Toronto City Council isn’t against a strong mayor system, but wants more power in some areas

Toronto City Council will not ask the Ontario government to drop its plan to impose a strong mayoral system on Toronto, councilors decided Thursday.

Instead, they decided to ask the province to consult with the city on how it governs itself and grant it more powers in line with city governments that operate under strong mayoral systems.

The motion, moved by Con. Jennifer McKelvie, went 23-2. Mayor John Tory did not speak to the motion. Josh Matlow and Denzil Minnan-Wong voted against.

The Council said it wanted to be consulted on areas where it previously wanted greater autonomy and decision-making power. These areas include road safety measures, planning and housing issues, cannabis and alcohol license application approvals, revenue collection and budget measures, including revenue tools that are used in each municipal system that has a strong mayor model.

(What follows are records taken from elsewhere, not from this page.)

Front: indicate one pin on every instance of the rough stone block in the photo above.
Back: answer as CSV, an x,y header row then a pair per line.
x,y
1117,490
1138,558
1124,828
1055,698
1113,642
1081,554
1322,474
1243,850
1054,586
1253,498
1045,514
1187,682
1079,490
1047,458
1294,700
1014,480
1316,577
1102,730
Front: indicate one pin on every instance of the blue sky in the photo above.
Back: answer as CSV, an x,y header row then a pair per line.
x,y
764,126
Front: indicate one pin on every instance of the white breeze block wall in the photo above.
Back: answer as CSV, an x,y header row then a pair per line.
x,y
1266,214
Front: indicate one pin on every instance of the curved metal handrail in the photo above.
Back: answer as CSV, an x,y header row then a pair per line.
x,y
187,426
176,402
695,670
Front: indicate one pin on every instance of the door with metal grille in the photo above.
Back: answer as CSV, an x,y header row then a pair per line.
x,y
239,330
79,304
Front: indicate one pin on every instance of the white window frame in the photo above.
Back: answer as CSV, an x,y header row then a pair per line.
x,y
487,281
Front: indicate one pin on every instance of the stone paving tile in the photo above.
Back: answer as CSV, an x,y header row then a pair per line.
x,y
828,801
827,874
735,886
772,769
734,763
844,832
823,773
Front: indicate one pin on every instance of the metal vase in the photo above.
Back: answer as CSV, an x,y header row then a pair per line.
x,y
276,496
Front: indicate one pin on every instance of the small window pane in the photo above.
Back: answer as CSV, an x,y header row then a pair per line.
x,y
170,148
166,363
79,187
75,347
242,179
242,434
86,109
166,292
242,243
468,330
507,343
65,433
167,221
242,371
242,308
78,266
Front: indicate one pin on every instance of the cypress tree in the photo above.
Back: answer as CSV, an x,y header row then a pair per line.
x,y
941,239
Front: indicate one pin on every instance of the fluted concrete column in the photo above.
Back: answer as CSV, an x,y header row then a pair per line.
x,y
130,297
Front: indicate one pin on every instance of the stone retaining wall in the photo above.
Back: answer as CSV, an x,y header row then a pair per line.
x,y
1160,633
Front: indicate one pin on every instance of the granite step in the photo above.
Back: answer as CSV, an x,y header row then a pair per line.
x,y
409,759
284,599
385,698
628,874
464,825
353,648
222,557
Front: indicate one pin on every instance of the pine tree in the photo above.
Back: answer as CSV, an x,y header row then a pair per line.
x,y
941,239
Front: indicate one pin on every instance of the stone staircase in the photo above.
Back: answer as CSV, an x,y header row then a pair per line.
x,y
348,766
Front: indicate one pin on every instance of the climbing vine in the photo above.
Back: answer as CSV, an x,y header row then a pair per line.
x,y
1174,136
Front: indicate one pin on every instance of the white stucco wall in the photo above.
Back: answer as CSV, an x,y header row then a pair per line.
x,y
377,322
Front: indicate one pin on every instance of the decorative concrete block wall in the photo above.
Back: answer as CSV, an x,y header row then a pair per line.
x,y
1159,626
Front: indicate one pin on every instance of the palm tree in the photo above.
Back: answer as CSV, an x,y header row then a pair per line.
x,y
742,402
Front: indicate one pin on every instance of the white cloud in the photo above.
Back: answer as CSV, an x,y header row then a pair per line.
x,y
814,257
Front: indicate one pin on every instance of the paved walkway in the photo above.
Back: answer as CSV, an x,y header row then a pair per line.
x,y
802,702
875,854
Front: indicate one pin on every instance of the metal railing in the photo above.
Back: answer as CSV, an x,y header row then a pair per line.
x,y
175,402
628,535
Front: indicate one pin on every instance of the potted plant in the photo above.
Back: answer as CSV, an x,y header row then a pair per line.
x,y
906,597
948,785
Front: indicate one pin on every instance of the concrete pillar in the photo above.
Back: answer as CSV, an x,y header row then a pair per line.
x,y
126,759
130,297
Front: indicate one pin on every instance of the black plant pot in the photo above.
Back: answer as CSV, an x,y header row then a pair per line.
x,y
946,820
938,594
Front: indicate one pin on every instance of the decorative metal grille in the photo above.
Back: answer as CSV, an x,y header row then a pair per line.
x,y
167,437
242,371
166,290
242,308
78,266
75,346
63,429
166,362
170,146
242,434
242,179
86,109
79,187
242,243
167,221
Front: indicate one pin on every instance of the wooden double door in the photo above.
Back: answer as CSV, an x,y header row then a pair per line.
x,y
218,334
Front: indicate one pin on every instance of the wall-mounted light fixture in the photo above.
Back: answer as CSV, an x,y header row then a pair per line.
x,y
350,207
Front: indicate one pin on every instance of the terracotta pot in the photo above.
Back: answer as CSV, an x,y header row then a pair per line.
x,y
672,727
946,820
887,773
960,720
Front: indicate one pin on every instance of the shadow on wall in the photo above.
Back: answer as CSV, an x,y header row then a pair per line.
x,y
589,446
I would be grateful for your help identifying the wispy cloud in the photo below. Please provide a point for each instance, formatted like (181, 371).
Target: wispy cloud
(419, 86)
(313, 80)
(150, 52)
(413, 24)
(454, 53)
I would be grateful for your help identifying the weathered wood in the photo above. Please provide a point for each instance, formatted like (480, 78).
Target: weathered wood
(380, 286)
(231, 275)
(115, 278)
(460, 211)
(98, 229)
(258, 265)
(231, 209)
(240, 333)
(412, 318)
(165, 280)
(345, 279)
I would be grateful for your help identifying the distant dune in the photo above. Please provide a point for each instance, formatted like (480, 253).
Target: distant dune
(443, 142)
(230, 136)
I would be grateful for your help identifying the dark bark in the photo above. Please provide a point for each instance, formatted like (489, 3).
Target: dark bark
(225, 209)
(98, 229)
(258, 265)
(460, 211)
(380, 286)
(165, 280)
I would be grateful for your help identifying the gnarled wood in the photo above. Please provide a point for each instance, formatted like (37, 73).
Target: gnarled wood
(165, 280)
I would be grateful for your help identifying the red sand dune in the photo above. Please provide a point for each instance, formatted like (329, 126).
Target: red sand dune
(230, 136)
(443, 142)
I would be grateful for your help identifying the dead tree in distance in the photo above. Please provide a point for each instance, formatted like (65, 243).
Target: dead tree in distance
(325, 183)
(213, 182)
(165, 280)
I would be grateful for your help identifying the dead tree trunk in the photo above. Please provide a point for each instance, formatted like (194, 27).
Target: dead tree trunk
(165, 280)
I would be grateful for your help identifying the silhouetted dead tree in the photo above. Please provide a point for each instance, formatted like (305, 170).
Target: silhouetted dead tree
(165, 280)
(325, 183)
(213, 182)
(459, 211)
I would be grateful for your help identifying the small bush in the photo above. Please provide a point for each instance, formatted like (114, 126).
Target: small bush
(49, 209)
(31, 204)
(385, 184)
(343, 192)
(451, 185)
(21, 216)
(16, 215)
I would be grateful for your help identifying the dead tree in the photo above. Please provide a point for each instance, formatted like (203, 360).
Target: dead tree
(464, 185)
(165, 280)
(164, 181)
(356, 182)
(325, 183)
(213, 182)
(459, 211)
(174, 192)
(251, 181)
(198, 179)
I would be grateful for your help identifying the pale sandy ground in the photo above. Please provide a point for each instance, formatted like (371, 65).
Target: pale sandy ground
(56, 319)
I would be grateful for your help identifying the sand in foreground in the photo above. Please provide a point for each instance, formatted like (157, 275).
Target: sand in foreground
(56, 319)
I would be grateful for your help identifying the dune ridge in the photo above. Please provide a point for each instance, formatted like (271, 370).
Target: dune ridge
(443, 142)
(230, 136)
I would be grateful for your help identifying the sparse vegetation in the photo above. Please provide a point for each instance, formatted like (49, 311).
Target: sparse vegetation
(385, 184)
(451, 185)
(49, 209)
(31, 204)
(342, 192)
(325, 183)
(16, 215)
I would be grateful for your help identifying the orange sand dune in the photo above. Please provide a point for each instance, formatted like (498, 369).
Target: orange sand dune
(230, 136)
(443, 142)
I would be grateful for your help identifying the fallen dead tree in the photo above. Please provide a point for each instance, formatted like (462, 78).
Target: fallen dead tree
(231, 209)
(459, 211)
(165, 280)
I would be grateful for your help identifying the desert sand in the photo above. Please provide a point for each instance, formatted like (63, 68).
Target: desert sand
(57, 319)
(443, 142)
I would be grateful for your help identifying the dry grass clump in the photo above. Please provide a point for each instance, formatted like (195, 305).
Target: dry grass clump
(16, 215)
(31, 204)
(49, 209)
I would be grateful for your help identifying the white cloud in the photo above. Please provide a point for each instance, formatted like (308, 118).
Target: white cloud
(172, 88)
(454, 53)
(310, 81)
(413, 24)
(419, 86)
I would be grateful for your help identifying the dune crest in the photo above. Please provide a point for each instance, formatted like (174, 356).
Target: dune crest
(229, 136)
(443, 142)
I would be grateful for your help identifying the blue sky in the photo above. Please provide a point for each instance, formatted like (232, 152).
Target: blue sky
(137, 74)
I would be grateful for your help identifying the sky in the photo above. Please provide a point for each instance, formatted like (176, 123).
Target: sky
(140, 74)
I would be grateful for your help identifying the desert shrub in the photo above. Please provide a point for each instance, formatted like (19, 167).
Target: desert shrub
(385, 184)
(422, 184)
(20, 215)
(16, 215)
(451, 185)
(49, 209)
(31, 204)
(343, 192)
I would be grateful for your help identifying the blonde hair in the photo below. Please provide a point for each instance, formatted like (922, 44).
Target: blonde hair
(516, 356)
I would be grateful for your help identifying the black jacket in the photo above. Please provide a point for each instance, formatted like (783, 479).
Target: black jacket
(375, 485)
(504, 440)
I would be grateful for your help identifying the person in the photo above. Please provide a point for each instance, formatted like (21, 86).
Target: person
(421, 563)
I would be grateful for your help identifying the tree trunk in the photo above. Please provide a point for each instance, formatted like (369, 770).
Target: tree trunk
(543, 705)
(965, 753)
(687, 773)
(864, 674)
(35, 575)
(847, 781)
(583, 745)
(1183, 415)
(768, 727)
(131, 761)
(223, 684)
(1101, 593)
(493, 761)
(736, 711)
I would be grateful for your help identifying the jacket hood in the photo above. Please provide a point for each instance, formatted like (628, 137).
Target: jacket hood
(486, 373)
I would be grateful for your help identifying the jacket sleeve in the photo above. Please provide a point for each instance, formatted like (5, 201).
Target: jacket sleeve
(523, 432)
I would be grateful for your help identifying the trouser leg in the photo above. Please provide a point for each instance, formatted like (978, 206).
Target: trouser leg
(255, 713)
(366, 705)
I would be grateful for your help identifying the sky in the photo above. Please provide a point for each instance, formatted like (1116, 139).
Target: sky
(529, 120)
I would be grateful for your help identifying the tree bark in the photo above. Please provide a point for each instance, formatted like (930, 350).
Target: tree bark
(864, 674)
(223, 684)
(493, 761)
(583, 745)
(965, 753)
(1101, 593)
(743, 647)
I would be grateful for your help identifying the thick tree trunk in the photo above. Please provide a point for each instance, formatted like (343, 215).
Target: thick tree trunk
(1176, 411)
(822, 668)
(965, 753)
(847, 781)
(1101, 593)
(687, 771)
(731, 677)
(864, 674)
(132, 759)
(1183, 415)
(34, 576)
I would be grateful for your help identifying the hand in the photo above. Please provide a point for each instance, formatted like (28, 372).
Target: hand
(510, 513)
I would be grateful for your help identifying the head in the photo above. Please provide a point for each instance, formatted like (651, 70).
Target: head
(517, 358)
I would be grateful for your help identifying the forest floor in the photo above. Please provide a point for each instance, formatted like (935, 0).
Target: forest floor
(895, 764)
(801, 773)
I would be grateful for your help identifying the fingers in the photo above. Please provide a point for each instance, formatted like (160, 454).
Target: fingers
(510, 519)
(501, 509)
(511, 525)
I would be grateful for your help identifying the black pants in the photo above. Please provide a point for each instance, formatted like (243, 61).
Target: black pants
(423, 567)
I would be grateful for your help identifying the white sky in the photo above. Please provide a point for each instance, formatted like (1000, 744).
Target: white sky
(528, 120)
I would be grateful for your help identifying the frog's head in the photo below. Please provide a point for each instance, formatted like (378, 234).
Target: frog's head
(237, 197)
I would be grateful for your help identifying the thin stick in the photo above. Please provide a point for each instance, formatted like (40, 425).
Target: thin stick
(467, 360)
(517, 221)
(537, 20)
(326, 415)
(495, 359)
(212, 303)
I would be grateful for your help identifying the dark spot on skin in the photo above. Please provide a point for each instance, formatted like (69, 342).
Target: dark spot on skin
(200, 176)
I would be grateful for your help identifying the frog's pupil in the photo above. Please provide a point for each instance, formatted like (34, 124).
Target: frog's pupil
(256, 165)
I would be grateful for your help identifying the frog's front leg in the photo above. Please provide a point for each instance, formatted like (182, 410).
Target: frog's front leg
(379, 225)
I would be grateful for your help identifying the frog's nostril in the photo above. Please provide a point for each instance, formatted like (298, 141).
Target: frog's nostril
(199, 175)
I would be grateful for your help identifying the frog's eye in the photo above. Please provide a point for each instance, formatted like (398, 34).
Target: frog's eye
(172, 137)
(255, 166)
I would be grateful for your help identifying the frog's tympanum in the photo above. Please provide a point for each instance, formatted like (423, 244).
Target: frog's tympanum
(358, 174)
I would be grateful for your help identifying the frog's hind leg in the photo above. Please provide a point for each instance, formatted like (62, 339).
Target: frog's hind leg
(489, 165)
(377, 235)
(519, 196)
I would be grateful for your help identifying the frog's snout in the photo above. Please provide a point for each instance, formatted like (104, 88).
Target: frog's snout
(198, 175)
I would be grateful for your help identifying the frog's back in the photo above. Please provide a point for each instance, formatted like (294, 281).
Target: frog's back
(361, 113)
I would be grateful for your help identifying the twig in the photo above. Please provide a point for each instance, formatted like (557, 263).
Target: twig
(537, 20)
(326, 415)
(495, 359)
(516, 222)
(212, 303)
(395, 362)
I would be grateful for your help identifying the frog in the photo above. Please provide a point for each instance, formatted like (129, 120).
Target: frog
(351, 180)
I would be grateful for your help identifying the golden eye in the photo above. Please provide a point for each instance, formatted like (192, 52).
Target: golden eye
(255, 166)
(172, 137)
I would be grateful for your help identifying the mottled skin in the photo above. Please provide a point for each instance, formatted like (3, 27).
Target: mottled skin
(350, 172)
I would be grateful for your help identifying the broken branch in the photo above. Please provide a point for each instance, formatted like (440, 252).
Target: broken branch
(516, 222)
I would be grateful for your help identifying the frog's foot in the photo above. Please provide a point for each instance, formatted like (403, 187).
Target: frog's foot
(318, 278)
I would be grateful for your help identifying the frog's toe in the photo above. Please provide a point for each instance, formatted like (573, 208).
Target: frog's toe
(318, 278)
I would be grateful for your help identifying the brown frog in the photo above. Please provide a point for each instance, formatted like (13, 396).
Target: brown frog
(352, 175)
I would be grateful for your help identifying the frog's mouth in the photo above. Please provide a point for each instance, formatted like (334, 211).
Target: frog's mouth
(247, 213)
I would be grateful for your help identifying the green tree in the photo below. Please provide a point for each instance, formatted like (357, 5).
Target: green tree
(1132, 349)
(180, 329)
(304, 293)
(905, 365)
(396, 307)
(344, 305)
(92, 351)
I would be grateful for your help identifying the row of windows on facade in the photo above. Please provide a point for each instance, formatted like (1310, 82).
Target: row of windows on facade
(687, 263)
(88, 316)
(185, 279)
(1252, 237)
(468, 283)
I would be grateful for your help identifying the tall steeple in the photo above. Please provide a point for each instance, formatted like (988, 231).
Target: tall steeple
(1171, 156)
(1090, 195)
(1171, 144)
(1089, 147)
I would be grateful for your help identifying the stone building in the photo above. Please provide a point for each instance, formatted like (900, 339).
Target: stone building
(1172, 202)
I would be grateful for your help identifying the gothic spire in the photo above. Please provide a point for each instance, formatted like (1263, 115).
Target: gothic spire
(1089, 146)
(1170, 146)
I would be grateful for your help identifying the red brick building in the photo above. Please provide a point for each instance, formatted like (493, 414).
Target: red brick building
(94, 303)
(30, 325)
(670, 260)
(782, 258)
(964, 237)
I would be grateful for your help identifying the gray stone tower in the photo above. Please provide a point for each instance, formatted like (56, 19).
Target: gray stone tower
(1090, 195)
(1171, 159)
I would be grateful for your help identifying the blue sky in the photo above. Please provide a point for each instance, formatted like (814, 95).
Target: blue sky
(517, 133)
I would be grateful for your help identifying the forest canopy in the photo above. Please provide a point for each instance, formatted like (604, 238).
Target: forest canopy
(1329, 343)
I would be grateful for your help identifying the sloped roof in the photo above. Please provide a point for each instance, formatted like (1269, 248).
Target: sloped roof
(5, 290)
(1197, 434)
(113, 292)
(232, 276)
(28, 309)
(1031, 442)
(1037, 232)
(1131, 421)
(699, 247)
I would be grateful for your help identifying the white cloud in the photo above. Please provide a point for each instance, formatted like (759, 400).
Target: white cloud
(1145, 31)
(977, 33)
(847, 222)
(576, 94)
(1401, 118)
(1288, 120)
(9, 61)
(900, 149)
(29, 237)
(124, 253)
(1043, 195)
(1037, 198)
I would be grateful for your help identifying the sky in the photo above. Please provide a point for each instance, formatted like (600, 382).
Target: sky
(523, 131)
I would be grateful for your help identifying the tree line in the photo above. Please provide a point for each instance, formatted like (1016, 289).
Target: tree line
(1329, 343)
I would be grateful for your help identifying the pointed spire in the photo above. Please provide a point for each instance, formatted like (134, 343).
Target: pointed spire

“The mayor is elected by all the inhabitants of the city,” the councilor said. Gary Crawford, the city’s budget chief, said Thursday.

Crawford, who voted in favor of the motion, said the extra powers would allow Toronto mayors to make ‘tough decisions’ on things like the budget, which he called a ‘gruesome and overwhelming process. “. which involves constant compromises. He said consensus needs to be built, but more information about the strong mayor system is needed.

“I support a strong mayor, but we have to see what it is. I don’t know what lies ahead. I don’t know what the prime minister has in mind,” he said.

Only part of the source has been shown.